I have a use case where we our company has tens of thousands of databases, each database is represented by a client, within a single AWS RDS instance. To have some company wide business analytics performed, we currently backup the instance on a S3 bucket which creates millions of parquet files partitioned by date, database, schema, and table.
We currently use an ELT approach using DBT and hence dump all this data into our Data warehouse using a multi tenant design and treat this as our source data for now.
Coming to the issue at hand, I've created a flow which consists of multiple sub flows and respective tasks and tested them locally by deploying the workflows on Docker, which are also handled by a Docker hosted Prefect.

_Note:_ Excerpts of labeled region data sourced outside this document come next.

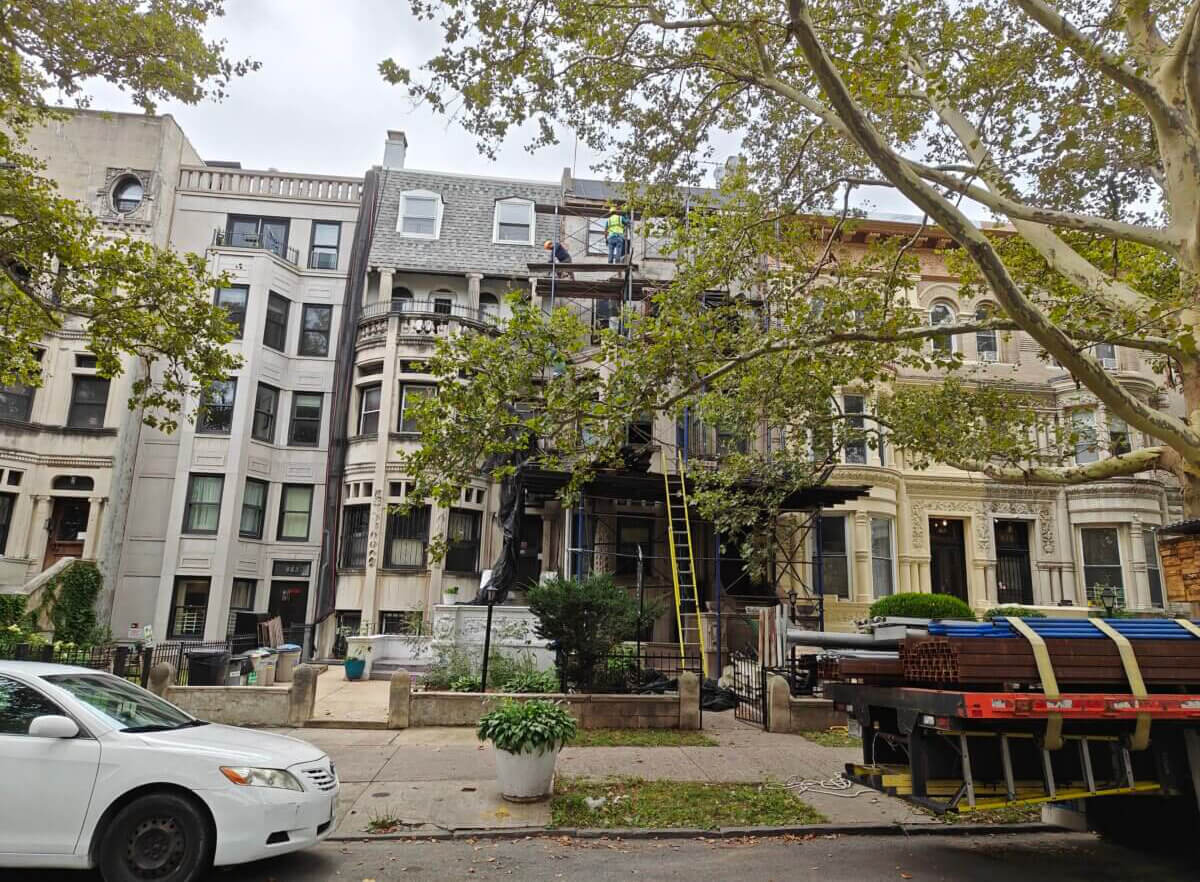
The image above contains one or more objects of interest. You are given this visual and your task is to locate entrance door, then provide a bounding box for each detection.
[42,497,90,569]
[266,582,308,632]
[996,521,1033,604]
[517,515,541,588]
[929,517,967,600]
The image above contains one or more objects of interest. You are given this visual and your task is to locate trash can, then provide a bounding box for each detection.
[275,643,301,683]
[187,649,229,686]
[226,655,250,686]
[246,649,275,686]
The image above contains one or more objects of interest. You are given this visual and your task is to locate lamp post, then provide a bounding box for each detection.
[479,582,496,692]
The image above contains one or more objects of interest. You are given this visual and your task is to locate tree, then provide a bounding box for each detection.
[382,0,1200,516]
[0,0,257,431]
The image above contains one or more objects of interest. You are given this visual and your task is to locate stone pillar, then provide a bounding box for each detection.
[852,511,875,604]
[146,661,175,697]
[679,671,700,730]
[388,671,413,728]
[288,665,319,726]
[767,673,792,732]
[83,496,106,560]
[467,272,484,316]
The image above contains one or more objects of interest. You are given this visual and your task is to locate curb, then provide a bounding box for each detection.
[324,822,1074,842]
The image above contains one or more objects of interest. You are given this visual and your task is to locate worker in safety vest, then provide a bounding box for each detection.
[604,209,625,263]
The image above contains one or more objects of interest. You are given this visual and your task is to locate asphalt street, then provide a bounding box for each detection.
[7,834,1196,882]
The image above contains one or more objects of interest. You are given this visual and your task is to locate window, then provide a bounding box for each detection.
[1080,527,1124,606]
[288,392,324,448]
[1142,527,1163,607]
[196,379,238,434]
[263,292,292,352]
[976,304,1000,361]
[113,175,145,215]
[493,199,533,245]
[384,505,430,568]
[396,191,442,239]
[212,284,250,340]
[238,478,270,539]
[308,221,342,270]
[359,384,383,434]
[1109,415,1133,456]
[337,505,371,570]
[871,517,895,598]
[167,576,210,640]
[1070,410,1099,466]
[184,475,224,533]
[300,304,334,358]
[841,395,866,463]
[821,515,850,599]
[588,217,608,254]
[0,493,17,556]
[929,302,954,353]
[226,215,295,263]
[67,374,108,428]
[250,383,280,444]
[616,517,654,576]
[277,484,312,542]
[0,677,62,734]
[229,578,258,611]
[400,384,433,434]
[444,509,484,572]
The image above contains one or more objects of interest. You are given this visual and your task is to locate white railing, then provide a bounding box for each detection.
[179,166,362,203]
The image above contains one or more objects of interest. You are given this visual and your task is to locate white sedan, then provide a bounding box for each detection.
[0,661,338,882]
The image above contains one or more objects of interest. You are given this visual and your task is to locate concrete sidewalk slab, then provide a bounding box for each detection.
[336,779,550,835]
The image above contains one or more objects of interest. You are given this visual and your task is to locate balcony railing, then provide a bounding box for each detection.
[359,300,498,325]
[212,228,300,266]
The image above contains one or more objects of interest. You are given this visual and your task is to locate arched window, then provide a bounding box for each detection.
[391,286,413,312]
[50,475,96,491]
[479,290,500,322]
[113,175,145,215]
[929,300,954,353]
[976,304,1000,361]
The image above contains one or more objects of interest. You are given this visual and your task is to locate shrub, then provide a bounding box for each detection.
[500,671,558,692]
[475,698,576,754]
[870,592,974,620]
[527,574,656,690]
[983,606,1045,619]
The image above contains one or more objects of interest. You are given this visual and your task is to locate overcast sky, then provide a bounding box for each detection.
[79,0,913,212]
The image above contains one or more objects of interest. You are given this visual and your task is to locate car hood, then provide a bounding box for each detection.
[120,722,325,769]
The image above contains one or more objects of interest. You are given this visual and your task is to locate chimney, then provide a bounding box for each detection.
[383,128,408,168]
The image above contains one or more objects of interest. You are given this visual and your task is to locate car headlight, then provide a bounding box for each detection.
[221,766,304,791]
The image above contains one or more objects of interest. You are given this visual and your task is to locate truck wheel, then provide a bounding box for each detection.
[98,793,214,882]
[1084,796,1200,852]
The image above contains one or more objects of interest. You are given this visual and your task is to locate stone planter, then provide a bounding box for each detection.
[496,748,558,803]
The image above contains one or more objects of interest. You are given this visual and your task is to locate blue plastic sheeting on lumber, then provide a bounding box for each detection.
[929,618,1200,640]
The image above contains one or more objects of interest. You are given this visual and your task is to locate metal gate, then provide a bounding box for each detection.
[730,653,767,726]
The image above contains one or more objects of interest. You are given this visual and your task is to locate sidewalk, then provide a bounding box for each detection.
[267,715,936,836]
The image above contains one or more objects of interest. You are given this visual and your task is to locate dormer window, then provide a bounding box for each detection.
[492,199,533,245]
[396,190,442,239]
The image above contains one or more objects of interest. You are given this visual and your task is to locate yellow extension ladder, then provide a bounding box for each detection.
[661,450,708,677]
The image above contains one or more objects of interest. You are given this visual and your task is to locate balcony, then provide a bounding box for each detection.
[212,228,300,266]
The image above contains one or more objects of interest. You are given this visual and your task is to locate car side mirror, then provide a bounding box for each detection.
[29,714,79,738]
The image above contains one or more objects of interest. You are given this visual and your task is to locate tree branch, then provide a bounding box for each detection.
[792,0,1200,463]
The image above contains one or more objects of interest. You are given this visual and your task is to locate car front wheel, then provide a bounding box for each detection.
[98,793,212,882]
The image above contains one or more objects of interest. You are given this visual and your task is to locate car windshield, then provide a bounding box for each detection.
[43,673,199,732]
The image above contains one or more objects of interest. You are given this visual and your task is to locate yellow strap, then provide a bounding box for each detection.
[1088,619,1150,750]
[1175,619,1200,637]
[1006,616,1062,750]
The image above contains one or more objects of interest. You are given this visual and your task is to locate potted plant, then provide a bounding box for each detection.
[475,698,575,803]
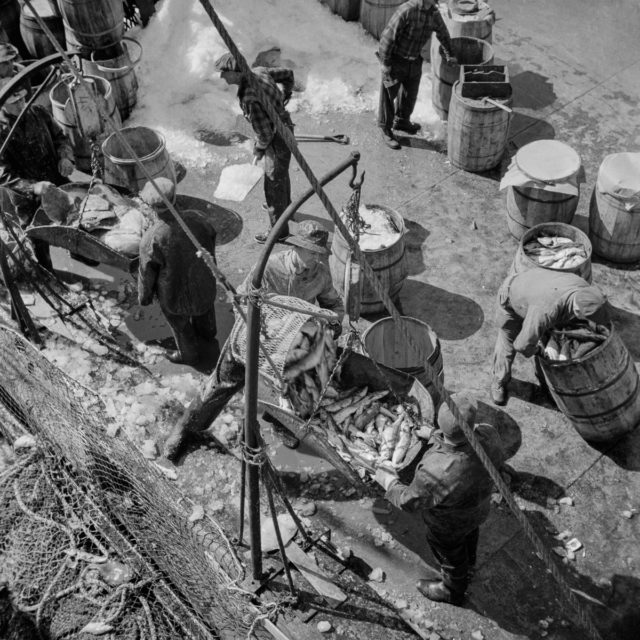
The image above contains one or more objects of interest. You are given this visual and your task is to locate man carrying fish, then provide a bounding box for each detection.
[215,53,293,243]
[490,268,608,406]
[375,393,505,605]
[238,220,344,331]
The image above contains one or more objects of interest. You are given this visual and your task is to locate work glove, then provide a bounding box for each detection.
[58,158,76,178]
[373,460,400,491]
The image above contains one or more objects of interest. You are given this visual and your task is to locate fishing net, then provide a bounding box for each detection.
[0,328,272,640]
[229,295,330,387]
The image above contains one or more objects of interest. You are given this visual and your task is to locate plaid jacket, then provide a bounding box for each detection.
[378,0,451,66]
[238,67,293,150]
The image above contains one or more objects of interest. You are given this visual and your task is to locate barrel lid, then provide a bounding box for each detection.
[515,140,582,182]
[598,153,640,200]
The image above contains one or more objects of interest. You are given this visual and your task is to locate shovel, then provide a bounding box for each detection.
[296,133,349,144]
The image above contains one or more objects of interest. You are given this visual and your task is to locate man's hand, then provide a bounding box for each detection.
[58,158,76,178]
[373,460,400,491]
[33,180,53,196]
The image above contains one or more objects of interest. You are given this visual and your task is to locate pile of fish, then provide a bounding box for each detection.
[544,320,609,361]
[350,205,401,251]
[524,236,587,269]
[281,322,423,472]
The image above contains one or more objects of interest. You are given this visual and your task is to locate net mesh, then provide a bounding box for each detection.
[0,328,270,640]
[229,295,326,387]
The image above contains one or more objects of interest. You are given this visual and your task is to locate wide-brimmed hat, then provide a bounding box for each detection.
[213,53,240,71]
[0,42,19,62]
[287,220,329,255]
[140,177,176,211]
[4,87,27,104]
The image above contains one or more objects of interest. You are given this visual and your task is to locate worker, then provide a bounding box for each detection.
[238,220,344,324]
[377,0,455,149]
[215,53,293,243]
[375,393,504,605]
[138,177,216,365]
[163,294,338,460]
[490,268,609,406]
[0,89,75,270]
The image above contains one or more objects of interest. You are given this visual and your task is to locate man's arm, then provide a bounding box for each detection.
[378,11,406,67]
[138,234,161,307]
[431,6,453,58]
[247,102,274,158]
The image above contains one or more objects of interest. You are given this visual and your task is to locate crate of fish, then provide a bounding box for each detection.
[511,222,591,282]
[261,320,434,479]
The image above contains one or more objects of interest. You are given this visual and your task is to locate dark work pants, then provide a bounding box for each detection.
[162,307,217,361]
[264,123,291,236]
[378,57,422,130]
[427,527,480,595]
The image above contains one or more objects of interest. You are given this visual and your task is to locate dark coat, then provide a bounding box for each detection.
[138,210,216,316]
[386,424,504,536]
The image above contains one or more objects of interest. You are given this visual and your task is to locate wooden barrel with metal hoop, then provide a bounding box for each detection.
[20,0,66,60]
[329,204,408,315]
[102,127,176,193]
[537,324,640,442]
[82,38,142,120]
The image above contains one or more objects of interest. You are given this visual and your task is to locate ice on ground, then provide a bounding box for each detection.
[131,0,442,169]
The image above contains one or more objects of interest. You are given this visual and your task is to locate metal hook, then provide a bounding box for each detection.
[349,164,366,189]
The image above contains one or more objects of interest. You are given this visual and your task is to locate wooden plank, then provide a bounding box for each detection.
[285,543,347,603]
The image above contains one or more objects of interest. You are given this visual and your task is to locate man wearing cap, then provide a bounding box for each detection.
[375,393,505,605]
[377,0,453,149]
[239,220,344,320]
[490,268,609,406]
[0,89,75,269]
[215,53,293,243]
[138,178,216,365]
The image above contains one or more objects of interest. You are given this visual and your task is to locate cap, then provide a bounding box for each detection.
[0,42,18,62]
[140,177,176,210]
[4,87,27,104]
[287,220,329,255]
[573,286,607,318]
[213,53,240,71]
[438,393,478,442]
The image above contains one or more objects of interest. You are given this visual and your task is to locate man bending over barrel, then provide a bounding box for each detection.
[491,269,609,405]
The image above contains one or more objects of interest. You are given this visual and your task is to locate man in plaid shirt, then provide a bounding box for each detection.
[215,53,293,243]
[378,0,452,149]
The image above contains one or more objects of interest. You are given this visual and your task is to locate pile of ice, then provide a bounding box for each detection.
[132,0,441,168]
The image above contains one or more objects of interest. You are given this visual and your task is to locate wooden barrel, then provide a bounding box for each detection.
[329,204,408,315]
[58,0,124,55]
[510,222,591,283]
[322,0,360,22]
[447,81,511,171]
[360,0,406,40]
[507,185,580,240]
[589,153,640,263]
[82,38,142,120]
[0,0,27,57]
[431,36,493,120]
[362,316,444,404]
[538,325,640,442]
[20,0,66,60]
[102,127,176,193]
[49,74,121,173]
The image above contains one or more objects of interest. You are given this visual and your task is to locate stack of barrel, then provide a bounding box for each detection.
[58,0,142,120]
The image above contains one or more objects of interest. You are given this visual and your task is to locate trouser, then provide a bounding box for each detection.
[378,57,422,130]
[264,119,293,236]
[162,307,217,361]
[427,527,480,595]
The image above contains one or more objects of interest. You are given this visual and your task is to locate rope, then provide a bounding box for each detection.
[198,0,602,640]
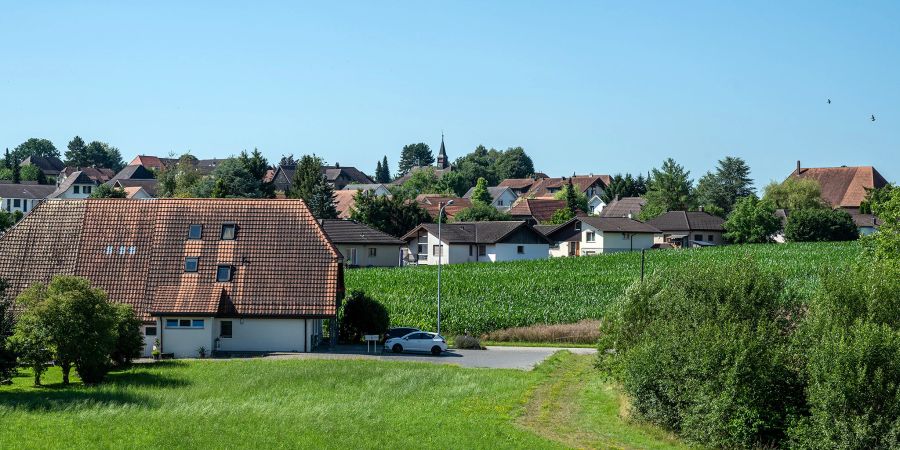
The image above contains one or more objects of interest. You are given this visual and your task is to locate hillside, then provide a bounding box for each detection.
[346,242,859,335]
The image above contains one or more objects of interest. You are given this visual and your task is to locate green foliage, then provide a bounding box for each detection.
[763,177,827,211]
[398,142,434,176]
[724,195,781,244]
[6,138,59,161]
[471,178,494,205]
[19,164,47,184]
[88,183,128,198]
[640,158,696,220]
[288,155,337,219]
[453,202,513,222]
[350,192,433,237]
[110,303,144,368]
[157,153,202,198]
[599,258,803,448]
[863,188,900,260]
[340,291,391,342]
[784,208,859,242]
[696,156,754,217]
[345,242,860,336]
[544,207,575,225]
[600,173,647,204]
[791,259,900,449]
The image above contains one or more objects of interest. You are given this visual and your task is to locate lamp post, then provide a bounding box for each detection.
[437,200,453,336]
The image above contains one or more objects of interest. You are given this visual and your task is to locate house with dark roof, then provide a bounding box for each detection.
[0,183,56,214]
[508,197,566,225]
[463,186,519,211]
[320,220,406,267]
[19,155,66,183]
[647,211,725,248]
[535,216,661,257]
[400,220,550,265]
[0,199,344,357]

It all runs well on a subset (100k files) of the data since it is my local machine.
But once we deploy our solution to production using ECS Infra and Prefect Cloud, there are some odd issues I'm facing:
• I have a flow which scans the metadata of all the millions of files and groups them based on which database and table they belong to. Initially I just simply returned the dictionary from the task and pass it onto the next subflows to start working on them. This worked well on my local machine, but the flows get stuck in PENDING state when running on the same subset (100k files) of data on Prefect Cloud. I was able to narrow it down to one of the parameter which was that large mapping dictionary. As soon as I removed it and tested out the flow, it started running again.
• Once I was able to work around this issue, another part of subflow tasks are now stuck in PENDING state due to them taking a subset of that dictionary as input, which would contain a list of thousands of s3 path strings. This also used to work well on my locally deployed workflows, but get stuck when running them on ECS Infra and Prefect Cloud.
Just a side note, that all my flows and subflows run on the default ConcurrentTaskRunner setting.
It is safe to assume that Flow and Tasks Inputs are most likely serialized and deserialized, which might hint at why these flows or tasks get stuck in Pending states, but I can't seem to understand why it's not being reproduced locally. Is it something related to how Prefect Cloud handles inputs differently compared to Open source variant?
Has anyone faced something similar?
@Scott Walsh so it seems like the only solution for passing large outputs and inputs between tasks and flows is to write to some external storage, either local or remote and read from there in the upstream tasks?